We load the saved Merlin Models TensorFlow model.

model = tf.keras.models.load_model(os.path.join(input_path, "dlrm"))

Deploying Ensemble to Triton Inference Server#

We create our prediction pipeline:

  • the NVTabular workflow is executed via TransformWorkflow()

  • the TensorFlow model predict the output of the NVTabular workflow

serving_operators = (
    workflow.input_schema.column_names >>
    TransformWorkflow(workflow) >>
    PredictTensorflow(model)
)

We create the Ensemble graph.

ensemble = Ensemble(serving_operators, workflow.input_schema)

We generate the Triton Inference Server artifacts and export them in the export_path directory.

export_path = os.path.join(input_path, "ensemble")
ens_conf, node_confs = ensemble.export(export_path)

After we export the ensemble, we are ready to start the Triton Inference Server. The server is installed in the merlin-tensorflow-container. If you are not using one of our containers, then ensure it is installed in your environment. For more information, see the Triton Inference Server documentation.

You can start the server by running the following command:

tritonserver --model-repository=/raid/data/criteo/test_dask/output/ensemble --backend-config=tensorflow,version=2

For the --model-repository argument, specify the same value as the export_path that you specified previously in the ensemble.export method.

Get prediction from Triton Inference Server#

After we started Triton Inference Server and it loaded all models, we will send raw data as a request and receive the predictions.

We read 3 example rows from the last parquet file from the raw data.

df_lib = get_lib()
input_cols = workflow.input_schema.column_names
# read in data for request
batch = df_lib.read_parquet(
    os.path.join(sorted(glob.glob(original_data_path + "/*.parquet"))[-1]),
    num_rows=3,
    columns=input_cols
)
batch

We generate a Triton Inference Server request object.

Currently, NA/None values are not supported for int32 columns.
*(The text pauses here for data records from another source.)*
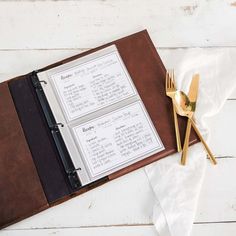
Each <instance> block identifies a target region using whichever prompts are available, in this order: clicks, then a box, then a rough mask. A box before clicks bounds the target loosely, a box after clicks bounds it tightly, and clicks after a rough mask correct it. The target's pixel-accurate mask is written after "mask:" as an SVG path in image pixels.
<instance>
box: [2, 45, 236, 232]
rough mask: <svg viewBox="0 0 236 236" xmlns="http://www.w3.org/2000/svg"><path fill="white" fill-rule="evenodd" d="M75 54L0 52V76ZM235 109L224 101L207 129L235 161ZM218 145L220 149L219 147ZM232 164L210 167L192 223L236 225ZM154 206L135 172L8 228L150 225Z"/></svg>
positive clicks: (12, 73) (234, 171)
mask: <svg viewBox="0 0 236 236" xmlns="http://www.w3.org/2000/svg"><path fill="white" fill-rule="evenodd" d="M185 50H195V49H185ZM185 50H183V49H181V50H159V53H160V54H161V56H162V58H163V60H164V61H168V62H170V58H172V57H180V56H181V55H182V53H183V52H184V51H185ZM204 50H219V49H204ZM220 50H221V49H220ZM222 50H224V49H222ZM78 52H80V50H42V51H34V50H31V51H30V50H29V51H0V76H1V79H2V80H4V79H6V78H10V77H11V76H13V75H14V76H16V75H18V74H23V73H27V72H29V71H31V70H33V69H35V68H39V67H42V66H44V65H47V64H49V63H53V62H55V61H56V60H59V59H63V58H65V57H68V56H71V55H74V54H76V53H78ZM235 106H236V102H235V101H228V102H227V103H226V105H225V106H224V108H223V110H222V112H221V113H219V115H217V116H216V117H214V118H211V120H210V121H209V125H210V128H211V130H212V131H213V134H215V135H213V136H212V141H211V143H210V146H211V147H212V150H214V152H215V153H216V154H218V155H232V156H236V149H235V145H233V143H232V142H233V140H234V139H233V137H234V136H233V135H234V133H235V126H232V127H230V126H228V125H225V124H231V122H232V121H233V120H235V116H236V112H235V111H236V109H235ZM232 124H233V123H232ZM221 137H224V138H221ZM225 137H227V138H225ZM221 142H222V143H224V145H221ZM235 165H236V159H228V160H227V159H224V160H221V161H220V164H219V165H218V166H217V167H216V168H213V167H212V166H211V165H209V167H208V168H209V170H208V171H207V177H206V181H205V182H206V184H205V187H204V188H203V189H204V190H203V192H202V194H201V198H200V203H199V210H198V213H197V217H196V220H197V221H219V220H236V215H235V211H234V210H233V207H232V206H234V205H235V199H236V197H235V196H236V189H235V187H234V183H233V181H231V180H232V179H235V177H236V176H235V175H236V173H235V171H234V168H233V167H234V166H235ZM215 170H217V171H215ZM225 172H226V174H225ZM215 183H217V184H216V185H215ZM226 183H227V184H226ZM222 189H223V190H224V191H223V193H221V191H222ZM208 196H211V197H213V198H214V201H213V203H214V204H209V199H210V198H208ZM153 201H154V199H153V196H152V192H151V189H150V187H149V183H148V181H147V179H146V176H145V174H144V172H143V171H142V170H139V171H136V172H134V173H131V174H129V175H127V176H124V177H122V178H119V179H117V180H115V181H113V182H111V183H109V184H107V185H104V186H102V187H100V188H98V189H95V190H92V191H90V192H89V193H86V194H84V195H82V196H80V197H77V198H75V199H73V200H71V201H68V202H66V203H63V204H61V205H60V206H57V207H55V208H53V209H50V210H48V211H45V212H42V213H40V214H39V215H37V216H34V217H32V218H30V219H27V220H25V221H23V222H21V223H18V224H16V225H14V226H11V228H12V229H17V228H32V227H70V226H72V227H80V226H91V225H92V226H95V225H120V224H149V223H152V206H153ZM104 206H105V207H104ZM216 206H217V207H216Z"/></svg>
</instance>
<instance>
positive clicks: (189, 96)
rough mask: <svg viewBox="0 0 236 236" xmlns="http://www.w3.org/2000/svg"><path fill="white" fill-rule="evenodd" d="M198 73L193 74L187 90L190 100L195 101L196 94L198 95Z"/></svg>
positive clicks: (198, 86) (198, 82) (196, 99)
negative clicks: (188, 91) (188, 88)
mask: <svg viewBox="0 0 236 236" xmlns="http://www.w3.org/2000/svg"><path fill="white" fill-rule="evenodd" d="M199 78H200V76H199V74H194V75H193V78H192V81H191V84H190V88H189V92H188V98H189V100H190V102H196V101H197V95H198V87H199Z"/></svg>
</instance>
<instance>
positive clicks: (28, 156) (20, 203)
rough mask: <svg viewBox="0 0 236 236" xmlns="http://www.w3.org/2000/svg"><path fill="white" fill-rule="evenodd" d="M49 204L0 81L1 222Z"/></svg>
mask: <svg viewBox="0 0 236 236" xmlns="http://www.w3.org/2000/svg"><path fill="white" fill-rule="evenodd" d="M47 206H48V203H47V200H46V198H45V195H44V190H43V188H42V185H41V183H40V180H39V177H38V174H37V172H36V169H35V165H34V163H33V160H32V157H31V154H30V151H29V147H28V145H27V143H26V140H25V137H24V134H23V131H22V128H21V125H20V122H19V119H18V116H17V113H16V110H15V106H14V103H13V101H12V98H11V94H10V92H9V88H8V84H7V83H6V82H5V83H1V84H0V226H6V225H8V224H10V223H13V222H15V221H18V220H19V219H21V218H25V217H26V216H30V215H32V214H33V213H34V212H38V211H40V210H42V209H44V208H46V207H47Z"/></svg>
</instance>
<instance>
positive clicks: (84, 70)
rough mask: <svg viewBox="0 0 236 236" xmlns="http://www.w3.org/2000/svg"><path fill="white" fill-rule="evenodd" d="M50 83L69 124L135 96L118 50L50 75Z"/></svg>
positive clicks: (115, 50)
mask: <svg viewBox="0 0 236 236" xmlns="http://www.w3.org/2000/svg"><path fill="white" fill-rule="evenodd" d="M114 48H115V47H114ZM51 80H52V82H53V85H54V87H55V90H56V94H57V98H58V100H59V103H60V105H61V107H62V109H63V110H64V113H65V115H66V119H67V120H68V121H72V120H75V119H76V118H79V117H81V116H84V115H86V114H88V113H91V112H94V111H96V110H98V109H101V108H104V107H106V106H108V105H111V104H114V103H117V102H119V101H121V100H124V99H126V98H128V97H131V96H133V95H135V94H136V90H135V88H134V86H133V84H132V81H131V79H130V76H129V74H128V72H127V70H126V68H125V66H124V64H123V62H122V60H121V58H120V55H119V53H118V51H117V50H113V51H112V52H109V53H107V54H106V55H102V56H97V57H96V56H95V58H93V59H90V60H88V61H86V62H83V63H81V64H79V65H76V66H74V67H72V68H69V69H66V70H63V71H61V72H58V73H56V74H53V75H51Z"/></svg>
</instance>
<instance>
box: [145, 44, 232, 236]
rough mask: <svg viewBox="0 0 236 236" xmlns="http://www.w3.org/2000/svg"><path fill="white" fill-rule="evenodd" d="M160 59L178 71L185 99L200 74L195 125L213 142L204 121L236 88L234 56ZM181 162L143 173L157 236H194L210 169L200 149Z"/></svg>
mask: <svg viewBox="0 0 236 236" xmlns="http://www.w3.org/2000/svg"><path fill="white" fill-rule="evenodd" d="M173 53H174V54H175V55H174V56H173ZM159 54H160V56H161V57H162V60H163V62H164V64H165V66H166V68H170V69H171V68H174V69H175V74H176V78H175V79H176V84H177V88H178V89H180V90H182V91H184V92H185V93H186V94H187V93H188V89H189V86H190V83H191V79H192V75H193V74H194V73H199V74H200V83H199V92H198V100H197V108H196V112H195V120H196V123H197V125H198V128H199V129H200V131H201V133H202V134H203V136H204V138H205V139H206V141H209V138H210V132H209V130H208V129H207V126H206V124H205V123H204V119H205V118H206V117H210V116H213V115H215V114H217V113H218V112H219V111H220V109H221V108H222V106H223V105H224V103H225V100H226V99H227V98H228V97H229V96H230V94H231V93H232V92H233V90H234V89H235V88H236V70H235V68H232V66H233V65H234V64H235V62H236V50H233V49H230V48H229V49H226V48H224V49H214V50H213V49H201V48H196V49H190V50H184V49H177V50H174V51H171V50H170V52H169V53H168V54H165V53H162V52H161V51H160V52H159ZM212 151H213V153H214V150H212ZM180 158H181V154H179V153H176V154H174V155H171V156H168V157H166V158H164V159H162V160H159V161H157V162H155V163H153V164H151V165H148V166H146V167H145V172H146V175H147V177H148V179H149V182H150V185H151V187H152V189H153V193H154V195H155V199H156V201H155V205H154V206H153V223H154V225H155V227H156V230H157V234H158V235H159V236H189V235H190V234H191V230H192V225H193V221H194V217H195V212H196V208H197V202H198V197H199V193H200V190H201V185H202V182H203V181H204V174H205V170H206V164H208V162H209V165H211V163H210V161H209V160H207V159H206V153H205V150H204V148H203V146H202V144H201V143H198V144H195V145H193V146H191V147H190V148H189V152H188V157H187V165H186V166H182V165H180V164H179V163H180ZM212 168H214V166H213V165H212Z"/></svg>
As a workaround, we will NA values with 0. This will be updated in the future.

# create inputs and outputs
inputs = convert_df_to_triton_input(workflow.input_schema, batch.fillna(0), grpcclient.InferInput)
output_cols = ensemble.output_schema.column_names
outputs = [
    grpcclient.InferRequestedOutput(col)
    for col in output_cols
]

We send the request to Triton Inference Server.

# send request to tritonserver
with grpcclient.InferenceServerClient("localhost:8001") as client:
    response = client.infer("executor_model", inputs, request_id="1", outputs=outputs)

We print out the predictions.

for col in ensemble.output_schema.column_names:
    print(col, response.as_numpy(col), response.as_numpy(col).shape)

Summary#

In this example, we deployed a recommender system pipeline as an ensemble. First, NVTabular created features and afterwards, Merlin Models TensorFlow predicted the processed data. The DLRM architecture was used as a model. This process ensures that the training and production environments use the same feature engineering.

Next steps#

If you are interested in more details of the pipeline, we recommend to try out the Merlin System example.

In our Merlin repository, we provide another end-to-end example using a candidate retrieval and ranking model. In addition, we use approximate nearest neighbor and a feature store.